W świecie ogrodnictwa poruszamy się po terminach i pojęciach, które mogą przyprawić nas o zawrót głowy: “organiczny, ” “GMO, ” “konwencjonalny.” Następnie mamy do czynienia z mniej godnymi zaufania terminami: “całkowicie naturalny, ” “niskoprocentowy.” Co dokładnie oznaczają te terminy dla Twojego ogrodu? Wybierając nasiona i poprawki, za które chwytać i dlaczego ma to znaczenie?
Być może wiesz, że to, że coś’jest organiczne, nie oznacza, że jest to’ najlepszy wybór. I większość z nas wie, dlaczego powinniśmy kompostować obornik kurzy przed zastosowaniem go na delikatnych roślinach. Ale poza tym — czy wybrać emulsję rybną, mączkę kostną, organiczny ekstrakt z kelpu, czy obornik? A może kombinację? Czy istnieje jedna uniwersalna poprawka? I czy cena ma znaczenie?
W tym numerze Mother Earth News autor Daniel Bowman odpowiada na niektóre z tych pytań, opowiadając o swoich eksperymentach z różnymi nawozami do uprawy słodkiej bazylii. Który okazał się najlepszy? Odpowiedź może cię zaskoczyć.
Patrząc na nawozy organiczne, czasem wystarczy spojrzeć na Matkę Naturę. Jak ona nawozi lasy? Te liście, które opadają z drzew, ta roślina pomidora, która była zdrowa przed zabójczym mrozem —, nadal zawierają wiele składników odżywczych, które roślina potrzebowała do przetrwania. Detrytus (opadłe liście, które zostają rozdrobnione pod stopami dzikich zwierząt) odżywia masywne drzewa od czasu, gdy powstały lasy. Dzikie zwierzęta przynoszą obornik, który rozkłada się naturalnie w ściółce liściowej. Deszcze wpychają składniki odżywcze do gleby, aby rośliny mogły je wykorzystać.
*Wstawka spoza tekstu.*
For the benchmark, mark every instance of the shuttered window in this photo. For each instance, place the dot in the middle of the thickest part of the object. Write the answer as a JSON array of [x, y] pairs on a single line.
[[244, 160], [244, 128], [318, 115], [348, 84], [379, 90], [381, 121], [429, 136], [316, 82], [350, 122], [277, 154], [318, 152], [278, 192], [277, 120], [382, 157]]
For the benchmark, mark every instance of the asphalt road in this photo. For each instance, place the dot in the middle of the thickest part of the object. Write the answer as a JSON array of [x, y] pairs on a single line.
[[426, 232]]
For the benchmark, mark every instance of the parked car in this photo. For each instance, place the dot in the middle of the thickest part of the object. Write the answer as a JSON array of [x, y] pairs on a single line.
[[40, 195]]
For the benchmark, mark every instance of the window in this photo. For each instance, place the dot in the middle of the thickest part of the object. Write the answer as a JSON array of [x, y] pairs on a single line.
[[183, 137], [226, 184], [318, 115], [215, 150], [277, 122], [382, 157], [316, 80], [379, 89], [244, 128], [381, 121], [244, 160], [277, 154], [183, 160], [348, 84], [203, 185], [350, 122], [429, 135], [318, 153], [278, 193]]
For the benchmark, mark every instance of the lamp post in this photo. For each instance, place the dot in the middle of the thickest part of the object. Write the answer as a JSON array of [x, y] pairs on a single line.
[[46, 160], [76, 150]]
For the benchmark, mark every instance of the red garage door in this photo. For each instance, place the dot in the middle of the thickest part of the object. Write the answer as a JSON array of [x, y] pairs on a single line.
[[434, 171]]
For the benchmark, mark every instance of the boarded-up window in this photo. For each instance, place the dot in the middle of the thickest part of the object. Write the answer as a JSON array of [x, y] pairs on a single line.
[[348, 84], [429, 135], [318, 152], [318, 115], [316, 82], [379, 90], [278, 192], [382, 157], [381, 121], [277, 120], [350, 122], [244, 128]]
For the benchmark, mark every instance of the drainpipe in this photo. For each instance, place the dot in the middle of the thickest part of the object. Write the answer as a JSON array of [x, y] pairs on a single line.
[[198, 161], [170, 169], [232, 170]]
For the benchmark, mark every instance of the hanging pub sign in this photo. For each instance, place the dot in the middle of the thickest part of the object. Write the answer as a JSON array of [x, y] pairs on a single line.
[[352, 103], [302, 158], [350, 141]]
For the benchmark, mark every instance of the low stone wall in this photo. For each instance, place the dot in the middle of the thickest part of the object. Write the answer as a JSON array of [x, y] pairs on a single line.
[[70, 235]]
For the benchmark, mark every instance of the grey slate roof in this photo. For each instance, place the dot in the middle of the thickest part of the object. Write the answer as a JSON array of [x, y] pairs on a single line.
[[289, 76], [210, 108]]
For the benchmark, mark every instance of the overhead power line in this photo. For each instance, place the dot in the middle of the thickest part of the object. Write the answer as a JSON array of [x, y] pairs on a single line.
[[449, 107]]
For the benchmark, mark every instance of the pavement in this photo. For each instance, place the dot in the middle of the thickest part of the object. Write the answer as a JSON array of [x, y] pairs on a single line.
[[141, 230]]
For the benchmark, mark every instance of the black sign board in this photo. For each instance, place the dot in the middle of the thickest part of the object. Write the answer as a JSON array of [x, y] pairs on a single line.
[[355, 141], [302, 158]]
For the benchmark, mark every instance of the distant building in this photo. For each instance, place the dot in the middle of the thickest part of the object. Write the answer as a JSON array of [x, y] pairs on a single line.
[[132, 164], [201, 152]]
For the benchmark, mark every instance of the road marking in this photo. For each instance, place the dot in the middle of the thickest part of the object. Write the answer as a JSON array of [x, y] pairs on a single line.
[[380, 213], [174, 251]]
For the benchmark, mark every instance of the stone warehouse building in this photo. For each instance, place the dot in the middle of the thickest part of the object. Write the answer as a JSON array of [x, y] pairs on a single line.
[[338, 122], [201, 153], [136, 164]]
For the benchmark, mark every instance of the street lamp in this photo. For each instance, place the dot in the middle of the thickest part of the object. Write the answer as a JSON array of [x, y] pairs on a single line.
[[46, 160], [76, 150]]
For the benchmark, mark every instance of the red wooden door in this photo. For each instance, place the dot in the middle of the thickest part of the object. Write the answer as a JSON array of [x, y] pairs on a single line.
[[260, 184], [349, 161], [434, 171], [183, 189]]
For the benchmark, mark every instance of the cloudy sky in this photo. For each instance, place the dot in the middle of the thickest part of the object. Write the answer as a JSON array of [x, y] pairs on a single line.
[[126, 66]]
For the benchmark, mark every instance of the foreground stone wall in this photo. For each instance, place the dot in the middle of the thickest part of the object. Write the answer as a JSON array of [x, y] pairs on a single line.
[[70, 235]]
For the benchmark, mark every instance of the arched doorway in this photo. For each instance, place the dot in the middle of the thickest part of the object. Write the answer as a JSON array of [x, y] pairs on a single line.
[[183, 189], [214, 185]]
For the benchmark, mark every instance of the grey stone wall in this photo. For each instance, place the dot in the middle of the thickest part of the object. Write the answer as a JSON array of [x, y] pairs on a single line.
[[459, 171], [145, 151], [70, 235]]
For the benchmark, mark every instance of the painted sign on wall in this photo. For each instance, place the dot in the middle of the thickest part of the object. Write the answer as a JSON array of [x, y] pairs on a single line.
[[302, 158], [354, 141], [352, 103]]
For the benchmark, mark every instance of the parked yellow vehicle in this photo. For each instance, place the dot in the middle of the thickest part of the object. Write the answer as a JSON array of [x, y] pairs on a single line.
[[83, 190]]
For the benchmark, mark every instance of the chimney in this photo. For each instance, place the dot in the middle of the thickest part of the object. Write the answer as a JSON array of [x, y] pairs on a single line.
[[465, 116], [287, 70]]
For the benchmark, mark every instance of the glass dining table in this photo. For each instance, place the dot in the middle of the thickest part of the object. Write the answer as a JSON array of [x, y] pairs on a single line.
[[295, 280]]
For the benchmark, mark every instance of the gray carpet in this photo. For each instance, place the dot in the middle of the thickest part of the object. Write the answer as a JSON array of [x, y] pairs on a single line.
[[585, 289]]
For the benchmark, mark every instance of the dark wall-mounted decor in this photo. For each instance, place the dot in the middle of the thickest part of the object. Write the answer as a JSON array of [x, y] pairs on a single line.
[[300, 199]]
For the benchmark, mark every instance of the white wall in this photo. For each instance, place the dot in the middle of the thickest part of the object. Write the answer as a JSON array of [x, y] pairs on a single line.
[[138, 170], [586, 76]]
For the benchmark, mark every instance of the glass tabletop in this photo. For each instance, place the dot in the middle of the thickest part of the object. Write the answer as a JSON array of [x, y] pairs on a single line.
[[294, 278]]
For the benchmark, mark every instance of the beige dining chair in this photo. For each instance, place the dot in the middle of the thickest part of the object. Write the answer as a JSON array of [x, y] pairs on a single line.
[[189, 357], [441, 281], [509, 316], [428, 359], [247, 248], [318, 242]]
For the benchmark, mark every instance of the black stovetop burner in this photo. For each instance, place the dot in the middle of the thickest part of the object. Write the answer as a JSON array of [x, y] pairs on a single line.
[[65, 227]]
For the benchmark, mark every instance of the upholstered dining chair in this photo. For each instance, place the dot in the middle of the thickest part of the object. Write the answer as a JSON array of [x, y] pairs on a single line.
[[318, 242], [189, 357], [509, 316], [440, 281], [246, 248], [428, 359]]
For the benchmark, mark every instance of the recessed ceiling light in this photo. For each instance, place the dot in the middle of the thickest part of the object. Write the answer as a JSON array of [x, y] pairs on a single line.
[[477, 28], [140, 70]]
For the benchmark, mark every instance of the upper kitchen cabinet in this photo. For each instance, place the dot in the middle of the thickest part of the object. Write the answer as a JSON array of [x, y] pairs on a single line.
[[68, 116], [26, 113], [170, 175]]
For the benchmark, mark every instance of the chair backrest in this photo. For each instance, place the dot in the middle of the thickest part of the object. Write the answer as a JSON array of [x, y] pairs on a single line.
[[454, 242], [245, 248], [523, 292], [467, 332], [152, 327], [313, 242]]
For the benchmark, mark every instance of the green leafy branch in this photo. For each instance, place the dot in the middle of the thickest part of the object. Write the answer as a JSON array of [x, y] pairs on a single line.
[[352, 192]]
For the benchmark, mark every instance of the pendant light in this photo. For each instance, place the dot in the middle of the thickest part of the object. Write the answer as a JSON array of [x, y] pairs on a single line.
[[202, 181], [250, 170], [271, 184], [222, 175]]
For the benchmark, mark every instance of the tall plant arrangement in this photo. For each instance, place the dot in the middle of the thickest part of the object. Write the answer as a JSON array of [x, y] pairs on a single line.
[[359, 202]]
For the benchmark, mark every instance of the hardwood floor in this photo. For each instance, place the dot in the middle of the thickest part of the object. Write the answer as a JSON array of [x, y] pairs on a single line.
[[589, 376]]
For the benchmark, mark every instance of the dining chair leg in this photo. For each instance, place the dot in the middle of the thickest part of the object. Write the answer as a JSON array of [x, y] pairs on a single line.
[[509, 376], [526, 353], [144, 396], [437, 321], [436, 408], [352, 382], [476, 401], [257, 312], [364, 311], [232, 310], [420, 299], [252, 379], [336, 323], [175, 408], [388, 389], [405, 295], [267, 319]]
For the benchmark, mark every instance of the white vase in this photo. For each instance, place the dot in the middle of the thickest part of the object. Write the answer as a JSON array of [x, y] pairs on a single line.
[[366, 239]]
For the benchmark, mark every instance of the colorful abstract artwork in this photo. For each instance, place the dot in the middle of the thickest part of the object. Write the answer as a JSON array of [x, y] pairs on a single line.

Matka Natura może nas wiele nauczyć o naszych własnych ogrodach i o tym, gdzie powinniśmy wydać nasze pieniądze. Często tania lub darmowa opcja jest tuż przed tobą i może być najlepszym wyborem dla twojej konfiguracji.
Kiedy wybierasz swoje nawozy organiczne, co trafia do Twojej gleby? Które kupujesz, a które przynosisz w postaci kompostu, darmowego obornika lub nawet wody do nawadniania z dodatkowymi korzyściami w postaci odchodów ryb lub rozłożonych alg? Jak włączasz darmowe ofiary — opadłe liście, stare siano, rośliny ogrodowe z zeszłego roku — do swojego ogrodu? Czy wrzucacie je do gleby, przekopujecie, robicie herbatę kompostową lub bokashi, czy też układacie je w formie lasagny? Chętnie usłyszymy porady i wskazówki z różnych klimatów i stref uprawy. Wyślij je do mnie na adres [email protected].